Musk’s tweets have raised concerns about whether the CEO violated fair-disclosure rules established by the SEC around using social media platforms for market manipulation

Should Musk ultimately decide to take Tesla private at a price of $420 per share, or more than $70 billion, it would mark the largest buyout in history
In a letter to shareholders after his tweet on Tuesday, Musk fleshed out his idea, suggesting they would get the option to sell their shares for $420 each or remain investors in a private Tesla, out of the glare of Wall Street and its need for quarterly results.
He said that would allow Tesla to ‘operate at its best, free from as much distraction and short-term thinking as possible.’
It’s highly unusual for the head of a major company make a significant announcement in such casual manner.

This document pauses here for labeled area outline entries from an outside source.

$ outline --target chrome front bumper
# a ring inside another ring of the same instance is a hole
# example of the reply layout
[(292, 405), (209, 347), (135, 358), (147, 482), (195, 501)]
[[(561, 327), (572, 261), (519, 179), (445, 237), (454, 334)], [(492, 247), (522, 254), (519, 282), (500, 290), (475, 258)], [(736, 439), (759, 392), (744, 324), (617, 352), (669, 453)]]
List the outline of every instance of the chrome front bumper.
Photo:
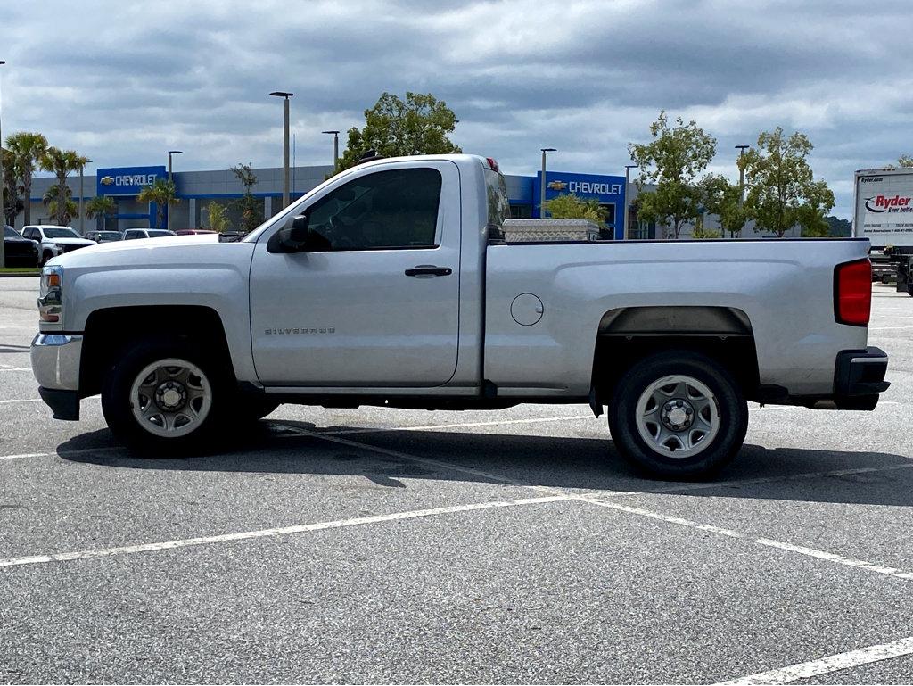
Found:
[(79, 390), (82, 336), (38, 333), (32, 341), (32, 373), (42, 388)]

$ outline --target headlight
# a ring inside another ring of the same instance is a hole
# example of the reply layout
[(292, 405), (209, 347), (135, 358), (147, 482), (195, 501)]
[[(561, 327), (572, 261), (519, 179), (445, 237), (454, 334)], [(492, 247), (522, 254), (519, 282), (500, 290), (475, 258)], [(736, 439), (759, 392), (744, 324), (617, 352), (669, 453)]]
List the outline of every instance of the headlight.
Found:
[(48, 323), (60, 323), (63, 317), (63, 267), (48, 265), (41, 269), (38, 292), (38, 318)]

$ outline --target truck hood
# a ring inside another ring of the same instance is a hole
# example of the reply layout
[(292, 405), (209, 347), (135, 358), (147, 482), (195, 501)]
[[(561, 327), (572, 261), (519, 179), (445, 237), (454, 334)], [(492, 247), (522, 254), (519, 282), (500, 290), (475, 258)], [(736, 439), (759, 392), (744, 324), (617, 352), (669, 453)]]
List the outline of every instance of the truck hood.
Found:
[(54, 258), (48, 264), (79, 271), (95, 269), (141, 269), (157, 267), (198, 268), (223, 261), (223, 256), (235, 259), (242, 252), (253, 252), (252, 243), (219, 243), (215, 234), (173, 236), (161, 238), (117, 240), (110, 243), (89, 241), (89, 248)]
[(46, 243), (56, 243), (58, 246), (94, 246), (95, 241), (89, 238), (47, 238)]

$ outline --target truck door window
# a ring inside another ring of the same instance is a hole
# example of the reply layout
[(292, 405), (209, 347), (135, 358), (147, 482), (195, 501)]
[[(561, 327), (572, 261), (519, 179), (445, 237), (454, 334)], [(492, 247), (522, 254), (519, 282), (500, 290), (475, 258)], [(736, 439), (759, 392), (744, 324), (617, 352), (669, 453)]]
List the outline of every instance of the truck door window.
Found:
[(308, 209), (311, 231), (326, 250), (436, 248), (441, 174), (436, 169), (394, 169), (361, 176)]

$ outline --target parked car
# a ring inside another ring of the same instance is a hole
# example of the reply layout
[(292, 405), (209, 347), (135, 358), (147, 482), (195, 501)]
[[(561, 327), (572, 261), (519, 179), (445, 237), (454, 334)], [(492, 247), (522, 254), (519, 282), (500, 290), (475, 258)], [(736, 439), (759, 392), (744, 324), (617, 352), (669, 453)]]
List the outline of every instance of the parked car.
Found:
[(23, 227), (22, 235), (37, 244), (38, 258), (42, 265), (58, 255), (95, 245), (94, 240), (82, 237), (69, 227), (57, 227), (51, 224)]
[(174, 236), (174, 232), (164, 228), (128, 228), (123, 232), (124, 240), (136, 240), (137, 238), (162, 238), (165, 236)]
[(110, 243), (112, 240), (123, 240), (120, 231), (86, 231), (86, 237), (96, 243)]
[(3, 244), (6, 254), (7, 267), (38, 266), (37, 243), (24, 238), (12, 227), (3, 227)]
[(697, 479), (739, 452), (749, 400), (872, 410), (889, 385), (868, 239), (510, 243), (509, 216), (493, 160), (401, 157), (238, 241), (64, 255), (42, 275), (39, 393), (58, 419), (100, 393), (114, 436), (157, 455), (279, 403), (582, 404), (641, 470)]

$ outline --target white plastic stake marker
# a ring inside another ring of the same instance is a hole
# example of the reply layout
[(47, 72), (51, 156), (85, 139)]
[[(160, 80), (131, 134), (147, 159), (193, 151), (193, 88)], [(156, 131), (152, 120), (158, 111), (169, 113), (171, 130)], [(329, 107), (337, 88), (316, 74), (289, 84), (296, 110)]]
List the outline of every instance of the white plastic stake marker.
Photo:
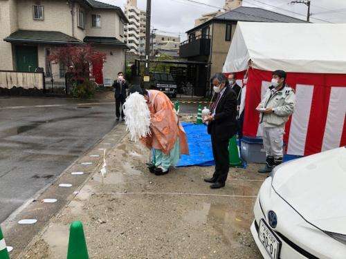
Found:
[(84, 162), (83, 163), (81, 163), (82, 166), (90, 166), (91, 164), (93, 164), (91, 162)]
[(72, 172), (71, 174), (73, 175), (84, 175), (84, 173), (83, 172)]
[(43, 199), (42, 202), (44, 203), (54, 203), (57, 201), (57, 199)]
[(59, 184), (59, 186), (60, 186), (60, 187), (71, 187), (72, 184)]
[(35, 224), (37, 222), (37, 220), (35, 219), (27, 219), (27, 220), (21, 220), (18, 222), (18, 224)]

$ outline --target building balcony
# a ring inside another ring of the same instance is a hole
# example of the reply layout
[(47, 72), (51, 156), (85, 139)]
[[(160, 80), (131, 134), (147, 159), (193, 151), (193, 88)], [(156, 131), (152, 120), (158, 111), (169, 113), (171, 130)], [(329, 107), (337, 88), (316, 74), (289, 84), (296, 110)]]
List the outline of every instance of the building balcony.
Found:
[(209, 56), (210, 54), (210, 37), (209, 35), (199, 35), (192, 39), (189, 39), (180, 44), (180, 57)]

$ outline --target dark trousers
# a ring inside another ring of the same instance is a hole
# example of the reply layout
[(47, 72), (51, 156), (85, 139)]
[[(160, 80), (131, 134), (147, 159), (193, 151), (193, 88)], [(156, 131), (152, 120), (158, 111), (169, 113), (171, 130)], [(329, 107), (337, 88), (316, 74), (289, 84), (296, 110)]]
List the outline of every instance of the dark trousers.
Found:
[(116, 98), (116, 116), (117, 118), (120, 117), (120, 106), (121, 106), (121, 117), (124, 118), (124, 111), (122, 111), (122, 105), (125, 103), (126, 98), (120, 95), (118, 98)]
[(228, 144), (230, 140), (221, 140), (215, 137), (215, 134), (211, 135), (212, 154), (215, 161), (215, 172), (213, 178), (217, 178), (218, 182), (226, 182), (230, 169), (230, 158), (228, 153)]

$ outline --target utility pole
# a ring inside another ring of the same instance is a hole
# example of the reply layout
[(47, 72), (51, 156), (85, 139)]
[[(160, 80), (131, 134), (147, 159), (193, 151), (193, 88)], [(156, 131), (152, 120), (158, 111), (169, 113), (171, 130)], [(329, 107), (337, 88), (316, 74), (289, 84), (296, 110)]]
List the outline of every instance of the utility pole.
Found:
[(311, 2), (310, 0), (307, 0), (307, 1), (292, 1), (291, 2), (291, 4), (294, 3), (304, 3), (305, 6), (307, 6), (307, 21), (309, 22), (310, 21), (310, 6), (311, 6)]
[(154, 57), (154, 36), (155, 36), (155, 31), (157, 29), (152, 29), (152, 35), (150, 35), (150, 38), (152, 39), (152, 41), (151, 41), (151, 46), (152, 46), (152, 57)]
[(147, 0), (147, 24), (145, 28), (145, 86), (149, 85), (148, 77), (149, 76), (149, 56), (150, 56), (150, 20), (152, 17), (152, 0)]

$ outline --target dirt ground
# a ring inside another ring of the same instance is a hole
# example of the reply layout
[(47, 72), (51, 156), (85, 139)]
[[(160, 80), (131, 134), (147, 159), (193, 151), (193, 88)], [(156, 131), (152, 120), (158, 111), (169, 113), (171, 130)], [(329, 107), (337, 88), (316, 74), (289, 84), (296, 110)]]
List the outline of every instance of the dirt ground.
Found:
[[(92, 151), (91, 151), (92, 152)], [(212, 167), (185, 167), (155, 176), (149, 153), (126, 137), (21, 254), (66, 258), (69, 224), (81, 220), (91, 258), (260, 258), (250, 226), (266, 175), (257, 165), (231, 169), (226, 186), (211, 190)], [(102, 183), (103, 182), (103, 183)]]

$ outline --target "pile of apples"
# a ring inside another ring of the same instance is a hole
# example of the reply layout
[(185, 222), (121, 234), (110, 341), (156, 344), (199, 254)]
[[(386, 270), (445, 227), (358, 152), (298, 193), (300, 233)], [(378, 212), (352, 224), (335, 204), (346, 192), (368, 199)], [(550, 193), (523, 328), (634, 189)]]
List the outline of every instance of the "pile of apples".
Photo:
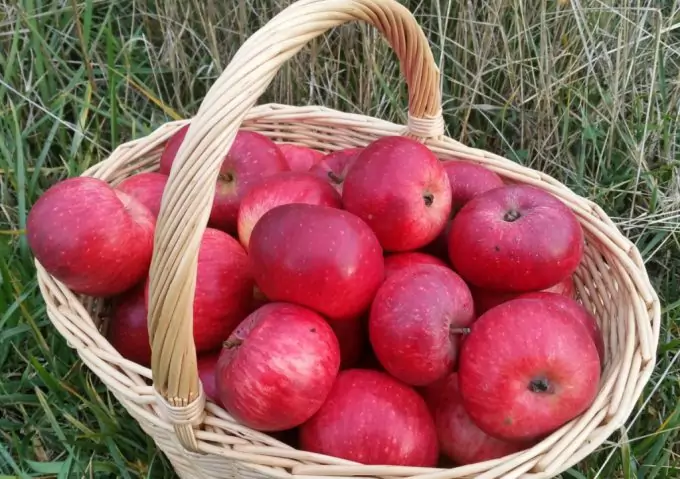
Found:
[[(110, 300), (108, 338), (148, 366), (158, 172), (71, 178), (29, 245)], [(531, 447), (598, 392), (604, 342), (576, 300), (584, 237), (550, 193), (400, 136), (328, 154), (240, 130), (198, 255), (193, 334), (208, 397), (250, 428), (363, 464), (435, 466)]]

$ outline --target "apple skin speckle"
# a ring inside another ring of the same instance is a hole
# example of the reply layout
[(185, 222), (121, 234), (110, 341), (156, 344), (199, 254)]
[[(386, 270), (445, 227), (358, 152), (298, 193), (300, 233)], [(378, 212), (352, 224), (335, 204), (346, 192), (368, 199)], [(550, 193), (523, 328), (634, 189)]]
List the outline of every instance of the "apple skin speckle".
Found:
[(341, 371), (321, 409), (300, 427), (305, 451), (368, 465), (433, 467), (439, 455), (424, 399), (390, 375)]
[(88, 177), (49, 188), (29, 212), (31, 251), (76, 293), (109, 297), (140, 282), (151, 263), (153, 214), (134, 198)]

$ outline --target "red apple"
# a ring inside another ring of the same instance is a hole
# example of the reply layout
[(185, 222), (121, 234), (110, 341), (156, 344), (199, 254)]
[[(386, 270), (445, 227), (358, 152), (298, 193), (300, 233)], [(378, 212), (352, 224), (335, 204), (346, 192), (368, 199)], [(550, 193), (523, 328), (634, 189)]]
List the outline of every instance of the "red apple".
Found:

The tweet prompted questions about how serious Musk’s intentions were.
‘If his comments were issued for the purpose of moving the price of the stock, that could be manipulation, it could also be securities fraud,’ former SEC Chairman Harvey Pitt told CNBC.
‘The use of a specific price for a potential going private transaction is highly unprecedented and therefore raises significant questions about what his intent was. So, that would have to be investigated.’
However, several Wall Street analysts expressed skepticism about Musk’s ability to gather the financial backing to complete such a deal.

Musk tweeted out about taking the company private on Tuesday at a stock price of $420 a share, a significant jump from its current position. After an initial surge in share prices to roughly $375 a share on Tuesday, the stock has since fell by nearly five per cent to $352.45
‘Who gives $30 to $50 billion to buy back the shares?,’ asked NordLB analyst Frank Schwope.
‘And if you stay as a shareholder you get less information than before and you depend more and more on Elon Musk.’
Many cited Tesla’s massive debt load as a sticking point in its plans to go private.
‘The company is cash-flow negative,’ Steven Kaplan, a University of Chicago professor, told BBC.
‘How do you use any debt on a company that is cash-flow negative?’
JPMorgan analyst Ryan Brinkman said he gave only a 50 per cent probability that Tesla would go private.
The six board members who issued the statement on Wednesday included James Murdoch, chief executive of Twenty-First Century Fox Inc and Brad Buss, who was the chief financial officer of solar panel maker SolarCity until it was bought by Tesla in 2016.
Other board members mentioned in the statement included Robyn Denholm, Ira Ehrenpreis, Antonio Gracias and Linda Johnson Rice.
Tesla’s other board members are Musk, his brother Kimbal Musk and venture capitalist Steve Jurvetson.